Margo nodded and led me out of the hospital to a waiting car. She went around to drive.
“Where are we going?” I asked. I felt instantly carsick, but I just put my head back and closed my eyes. I didn’t need to see the rain beat against the windows as we drove.
“We have a meeting with Josephine.”
“Not Don?”
“No. We all thought it was best you meet with Jo.”
I didn’t feel like getting my teeth smashed in again, so I wasn’t going to argue. “Where?”
“We rented an office in a building near a college. Everyone wanted to continue their work”
“What’re you working on?”
“Martin.”
“Right, right. Finding MVP, I get that, but don’t you do anything else? Aren’t you trying to explore the verses or something?”
“We are and do. But we think the damage to the universes is most important. I focus on rift formation triggers.”

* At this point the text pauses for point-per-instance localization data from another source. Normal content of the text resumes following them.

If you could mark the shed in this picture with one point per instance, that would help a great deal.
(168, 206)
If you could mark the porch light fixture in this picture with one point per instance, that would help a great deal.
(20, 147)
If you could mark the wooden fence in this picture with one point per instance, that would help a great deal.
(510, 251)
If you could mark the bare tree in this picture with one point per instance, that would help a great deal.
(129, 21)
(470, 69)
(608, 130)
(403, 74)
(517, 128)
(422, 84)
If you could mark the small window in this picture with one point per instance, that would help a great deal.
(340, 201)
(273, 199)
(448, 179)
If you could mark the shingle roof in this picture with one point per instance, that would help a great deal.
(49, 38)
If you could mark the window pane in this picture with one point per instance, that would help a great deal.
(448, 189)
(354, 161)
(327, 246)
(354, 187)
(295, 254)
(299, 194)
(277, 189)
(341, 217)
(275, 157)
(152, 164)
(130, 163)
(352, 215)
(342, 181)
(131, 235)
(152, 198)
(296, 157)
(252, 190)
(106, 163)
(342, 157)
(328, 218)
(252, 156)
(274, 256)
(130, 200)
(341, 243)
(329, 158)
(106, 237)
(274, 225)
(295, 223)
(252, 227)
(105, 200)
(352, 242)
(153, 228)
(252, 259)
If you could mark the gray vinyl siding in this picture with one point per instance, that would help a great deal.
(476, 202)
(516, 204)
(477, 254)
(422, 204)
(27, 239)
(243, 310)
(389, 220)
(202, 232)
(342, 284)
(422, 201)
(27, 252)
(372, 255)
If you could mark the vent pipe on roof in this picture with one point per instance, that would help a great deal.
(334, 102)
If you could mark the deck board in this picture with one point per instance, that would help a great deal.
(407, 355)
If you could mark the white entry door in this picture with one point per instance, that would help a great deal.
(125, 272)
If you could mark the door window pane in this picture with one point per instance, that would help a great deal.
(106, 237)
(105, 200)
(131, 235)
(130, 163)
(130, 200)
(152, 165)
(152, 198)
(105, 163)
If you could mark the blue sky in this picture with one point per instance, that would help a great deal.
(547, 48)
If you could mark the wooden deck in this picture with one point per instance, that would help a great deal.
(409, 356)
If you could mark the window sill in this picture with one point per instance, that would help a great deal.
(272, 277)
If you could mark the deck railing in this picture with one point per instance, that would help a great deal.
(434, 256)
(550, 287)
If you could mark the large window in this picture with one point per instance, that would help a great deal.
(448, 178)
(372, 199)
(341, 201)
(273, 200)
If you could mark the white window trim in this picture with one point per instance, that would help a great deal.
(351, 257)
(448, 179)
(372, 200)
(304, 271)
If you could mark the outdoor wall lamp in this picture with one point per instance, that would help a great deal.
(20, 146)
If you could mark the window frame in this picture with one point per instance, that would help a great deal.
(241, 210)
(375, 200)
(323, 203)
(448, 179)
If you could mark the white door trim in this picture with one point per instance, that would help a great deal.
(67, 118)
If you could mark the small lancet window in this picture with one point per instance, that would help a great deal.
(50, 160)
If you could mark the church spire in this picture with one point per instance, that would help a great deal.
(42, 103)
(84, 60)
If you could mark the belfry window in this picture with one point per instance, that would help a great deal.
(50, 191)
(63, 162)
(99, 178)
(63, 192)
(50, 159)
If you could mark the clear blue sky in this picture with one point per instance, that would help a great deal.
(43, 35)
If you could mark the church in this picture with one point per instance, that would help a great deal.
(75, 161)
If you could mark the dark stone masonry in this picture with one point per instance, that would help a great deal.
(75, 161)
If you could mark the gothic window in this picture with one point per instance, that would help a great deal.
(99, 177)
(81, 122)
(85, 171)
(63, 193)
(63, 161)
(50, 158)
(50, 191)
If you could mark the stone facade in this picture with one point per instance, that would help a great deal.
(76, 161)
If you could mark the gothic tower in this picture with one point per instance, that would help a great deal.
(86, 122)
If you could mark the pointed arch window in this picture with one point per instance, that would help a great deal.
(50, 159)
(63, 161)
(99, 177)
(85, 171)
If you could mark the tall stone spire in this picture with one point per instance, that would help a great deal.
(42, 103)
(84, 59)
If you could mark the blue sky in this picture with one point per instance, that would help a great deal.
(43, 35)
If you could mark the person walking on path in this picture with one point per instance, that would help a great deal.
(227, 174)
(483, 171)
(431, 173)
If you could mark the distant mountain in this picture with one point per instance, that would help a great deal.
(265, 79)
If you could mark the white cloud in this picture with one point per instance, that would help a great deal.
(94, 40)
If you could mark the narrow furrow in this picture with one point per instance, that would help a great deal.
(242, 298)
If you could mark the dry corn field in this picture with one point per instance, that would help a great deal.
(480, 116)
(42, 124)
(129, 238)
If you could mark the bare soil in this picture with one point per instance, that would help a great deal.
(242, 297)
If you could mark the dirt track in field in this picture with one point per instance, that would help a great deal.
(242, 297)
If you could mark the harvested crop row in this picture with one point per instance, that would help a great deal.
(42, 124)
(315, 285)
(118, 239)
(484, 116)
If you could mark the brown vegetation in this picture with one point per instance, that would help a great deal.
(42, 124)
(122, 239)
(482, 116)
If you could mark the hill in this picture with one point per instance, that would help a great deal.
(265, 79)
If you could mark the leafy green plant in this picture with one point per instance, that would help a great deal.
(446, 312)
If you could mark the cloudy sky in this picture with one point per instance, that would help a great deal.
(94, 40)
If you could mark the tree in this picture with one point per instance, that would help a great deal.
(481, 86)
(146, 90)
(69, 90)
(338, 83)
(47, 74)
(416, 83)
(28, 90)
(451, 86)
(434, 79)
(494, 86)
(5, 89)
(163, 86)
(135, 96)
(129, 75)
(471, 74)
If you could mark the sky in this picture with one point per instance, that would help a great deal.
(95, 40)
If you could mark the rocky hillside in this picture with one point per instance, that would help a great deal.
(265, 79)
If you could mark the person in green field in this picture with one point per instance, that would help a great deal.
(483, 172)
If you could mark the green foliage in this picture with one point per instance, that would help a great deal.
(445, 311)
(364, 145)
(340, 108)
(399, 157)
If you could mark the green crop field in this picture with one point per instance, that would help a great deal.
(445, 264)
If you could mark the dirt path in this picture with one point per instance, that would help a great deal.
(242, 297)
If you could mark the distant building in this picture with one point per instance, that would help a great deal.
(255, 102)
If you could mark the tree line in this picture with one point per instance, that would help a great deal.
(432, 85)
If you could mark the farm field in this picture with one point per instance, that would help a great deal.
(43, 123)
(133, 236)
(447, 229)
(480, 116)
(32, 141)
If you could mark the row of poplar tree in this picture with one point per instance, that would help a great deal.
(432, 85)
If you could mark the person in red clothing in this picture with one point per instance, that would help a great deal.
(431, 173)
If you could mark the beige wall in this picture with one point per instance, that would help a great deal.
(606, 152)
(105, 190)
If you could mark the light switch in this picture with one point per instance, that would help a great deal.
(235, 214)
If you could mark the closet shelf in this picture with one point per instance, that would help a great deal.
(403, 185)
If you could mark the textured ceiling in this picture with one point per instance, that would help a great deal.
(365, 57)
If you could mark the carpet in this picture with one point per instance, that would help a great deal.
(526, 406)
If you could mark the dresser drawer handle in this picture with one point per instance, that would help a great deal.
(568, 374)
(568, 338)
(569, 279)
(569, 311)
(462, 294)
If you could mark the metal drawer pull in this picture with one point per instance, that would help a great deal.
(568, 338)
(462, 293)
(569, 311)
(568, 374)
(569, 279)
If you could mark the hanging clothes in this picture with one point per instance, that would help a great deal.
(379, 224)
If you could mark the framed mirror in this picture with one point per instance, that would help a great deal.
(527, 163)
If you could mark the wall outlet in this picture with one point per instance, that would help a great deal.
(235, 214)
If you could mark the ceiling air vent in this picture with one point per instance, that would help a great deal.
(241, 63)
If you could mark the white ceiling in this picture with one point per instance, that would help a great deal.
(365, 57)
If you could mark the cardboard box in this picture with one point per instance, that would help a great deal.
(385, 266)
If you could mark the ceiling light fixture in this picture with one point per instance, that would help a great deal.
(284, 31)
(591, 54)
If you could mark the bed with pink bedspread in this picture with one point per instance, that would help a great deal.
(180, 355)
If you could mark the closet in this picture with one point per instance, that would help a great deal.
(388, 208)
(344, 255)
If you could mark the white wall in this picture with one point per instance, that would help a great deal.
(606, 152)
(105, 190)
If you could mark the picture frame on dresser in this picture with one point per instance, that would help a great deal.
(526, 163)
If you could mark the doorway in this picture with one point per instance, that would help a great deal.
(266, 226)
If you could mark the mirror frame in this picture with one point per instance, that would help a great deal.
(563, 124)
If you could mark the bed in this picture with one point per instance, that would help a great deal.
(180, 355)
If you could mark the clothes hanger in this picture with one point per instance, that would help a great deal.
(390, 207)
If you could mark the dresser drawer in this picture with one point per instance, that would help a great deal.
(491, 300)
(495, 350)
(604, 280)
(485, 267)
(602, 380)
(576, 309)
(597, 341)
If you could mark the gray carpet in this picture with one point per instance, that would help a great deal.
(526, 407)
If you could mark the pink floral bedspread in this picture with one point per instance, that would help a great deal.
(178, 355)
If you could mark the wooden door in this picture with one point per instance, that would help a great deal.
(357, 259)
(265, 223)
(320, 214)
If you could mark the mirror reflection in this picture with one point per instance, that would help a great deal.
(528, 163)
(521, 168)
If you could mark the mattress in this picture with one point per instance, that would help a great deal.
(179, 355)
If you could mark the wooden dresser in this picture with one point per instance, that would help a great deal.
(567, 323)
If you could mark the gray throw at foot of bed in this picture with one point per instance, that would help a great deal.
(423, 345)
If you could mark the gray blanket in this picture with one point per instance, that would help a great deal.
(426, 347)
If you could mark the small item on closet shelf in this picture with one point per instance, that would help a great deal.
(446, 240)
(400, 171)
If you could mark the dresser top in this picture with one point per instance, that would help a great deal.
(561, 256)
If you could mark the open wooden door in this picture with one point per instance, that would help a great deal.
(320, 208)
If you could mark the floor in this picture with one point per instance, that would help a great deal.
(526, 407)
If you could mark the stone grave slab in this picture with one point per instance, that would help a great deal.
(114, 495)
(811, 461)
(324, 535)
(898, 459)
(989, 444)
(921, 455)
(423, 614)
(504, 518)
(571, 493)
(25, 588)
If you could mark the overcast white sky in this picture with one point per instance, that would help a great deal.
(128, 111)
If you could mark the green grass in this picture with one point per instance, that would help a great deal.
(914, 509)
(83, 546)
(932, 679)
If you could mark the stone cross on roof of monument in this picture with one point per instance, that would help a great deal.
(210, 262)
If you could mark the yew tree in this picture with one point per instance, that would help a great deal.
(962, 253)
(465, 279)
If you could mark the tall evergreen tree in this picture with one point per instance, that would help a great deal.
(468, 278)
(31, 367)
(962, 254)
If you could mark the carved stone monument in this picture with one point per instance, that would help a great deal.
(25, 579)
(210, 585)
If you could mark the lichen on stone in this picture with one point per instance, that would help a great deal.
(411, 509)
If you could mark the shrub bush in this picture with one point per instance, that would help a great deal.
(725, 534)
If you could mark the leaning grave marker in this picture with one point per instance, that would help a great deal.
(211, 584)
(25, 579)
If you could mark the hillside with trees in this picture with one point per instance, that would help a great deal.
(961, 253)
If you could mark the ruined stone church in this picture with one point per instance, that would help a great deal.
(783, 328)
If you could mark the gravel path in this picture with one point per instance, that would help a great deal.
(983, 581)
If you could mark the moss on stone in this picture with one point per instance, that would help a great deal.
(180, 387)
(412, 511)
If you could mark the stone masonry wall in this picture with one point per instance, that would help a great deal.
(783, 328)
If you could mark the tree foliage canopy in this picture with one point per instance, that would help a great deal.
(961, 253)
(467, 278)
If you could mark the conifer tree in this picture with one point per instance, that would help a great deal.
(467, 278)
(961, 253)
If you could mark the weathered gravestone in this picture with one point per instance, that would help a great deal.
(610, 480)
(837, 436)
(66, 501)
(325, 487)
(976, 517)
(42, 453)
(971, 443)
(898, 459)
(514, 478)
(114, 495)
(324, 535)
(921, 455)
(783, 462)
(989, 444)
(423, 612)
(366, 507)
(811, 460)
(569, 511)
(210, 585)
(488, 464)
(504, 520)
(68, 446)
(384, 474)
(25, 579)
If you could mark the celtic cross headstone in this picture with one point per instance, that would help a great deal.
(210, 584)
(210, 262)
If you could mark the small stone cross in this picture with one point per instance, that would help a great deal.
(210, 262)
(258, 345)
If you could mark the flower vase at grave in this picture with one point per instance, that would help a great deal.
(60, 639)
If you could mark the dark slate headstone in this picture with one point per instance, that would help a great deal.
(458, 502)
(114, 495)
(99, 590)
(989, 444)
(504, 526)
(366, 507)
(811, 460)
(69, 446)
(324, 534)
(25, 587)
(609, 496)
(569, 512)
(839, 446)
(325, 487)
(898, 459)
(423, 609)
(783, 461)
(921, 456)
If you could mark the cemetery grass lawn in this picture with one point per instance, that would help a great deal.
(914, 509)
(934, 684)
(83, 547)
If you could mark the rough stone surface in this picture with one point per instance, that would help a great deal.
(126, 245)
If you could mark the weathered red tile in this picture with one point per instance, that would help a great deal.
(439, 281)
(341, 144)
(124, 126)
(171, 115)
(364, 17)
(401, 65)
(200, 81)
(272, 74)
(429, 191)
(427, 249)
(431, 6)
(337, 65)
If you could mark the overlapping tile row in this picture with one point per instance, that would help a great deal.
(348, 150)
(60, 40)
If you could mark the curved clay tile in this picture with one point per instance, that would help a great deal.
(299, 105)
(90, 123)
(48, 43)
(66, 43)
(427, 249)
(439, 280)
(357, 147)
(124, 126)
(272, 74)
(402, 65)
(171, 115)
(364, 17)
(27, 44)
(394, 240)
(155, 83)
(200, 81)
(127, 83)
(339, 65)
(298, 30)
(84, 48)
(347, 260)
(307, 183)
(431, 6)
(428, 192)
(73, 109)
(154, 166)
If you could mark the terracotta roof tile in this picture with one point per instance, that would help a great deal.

“That’s a fun game,” I said, thinking of Luca and Mason staring at longitudes and latitudes and time signatures and other things only they could see in the numbers.
“It was for a while, but we’ve been having trouble lately…we…” I could feel Margo’s eyes on me. She was wondering how much to tell me. I didn’t bother looking at her or reassuring her that I really didn’t care what they were doing save the part about searching for the founders and threatening the people I cared about.
She looked at me for a second too long and had to slam on the brakes as we came up to a badly submerged road and the slow line of cars trying to wade through it. I jolted forward. I was smart enough to have slipped the shoulder strap of the seat belt around my back, but my ribs screamed anyway. My vision swam, and I felt pre-vomit cold sweat form on my face. My instinct was to open the window, but with the downpour of rain I couldn’t crack it more than an inch.
“Fuck me,” I said. “Shit, I might barf in here.”
“I’m so sorry, Martin, I really didn’t—”
“Naw, we’re good. Maybe we should listen to the radio instead.” I turned my face into the AC vent.
“Right.”
Margo must have taken that to mean that I didn’t want to talk at all. We spent the rest of the hour-long drive in silence. The building we came to was a tall complex of offices. The name of the school was listed amongst the names of businesses that also used the building. I followed Margo through the rainy parking lot. The cool water was more refreshing than annoying for once, and at least I could look rain drenched instead of sweaty.
“We should’ve picked up your prescription before we came,” Margo said as we stepped into an elevator.
The pain was rising, but I didn’t want the painkillers. “I’m fine. Someone’s bound to have a pocket of NSAIDs somewhere. Prescription drugs are boring.”
“You just look uncomfortable.”
Margo was watching me. I tried to look in front of me, but the doors of the elevator were reflective enough that I could see my face. So, I looked at the floor. I watched her white sneakers as we walked down the hall. The door she opened led to a bright and slightly crowded room. Boxes lined the walls, and there were several tables with computers on them. People moved around. At the far end of the room, Josephine stood with Hugo.
“This is the temporary lab,” Margo said.
Several people called to Margo. Josephine and Hugo looked up. I scanned some of the items as we walked by. There were bits of mechanical devices I couldn’t begin to reassemble even if I’d known what they were. There were charts that looked like they could have been for any data, hand-drawn diagrams on white boards, circles with arrows flowing through them, and time signatures by each circle. That much I did understand. It was a rift map linking several universes together.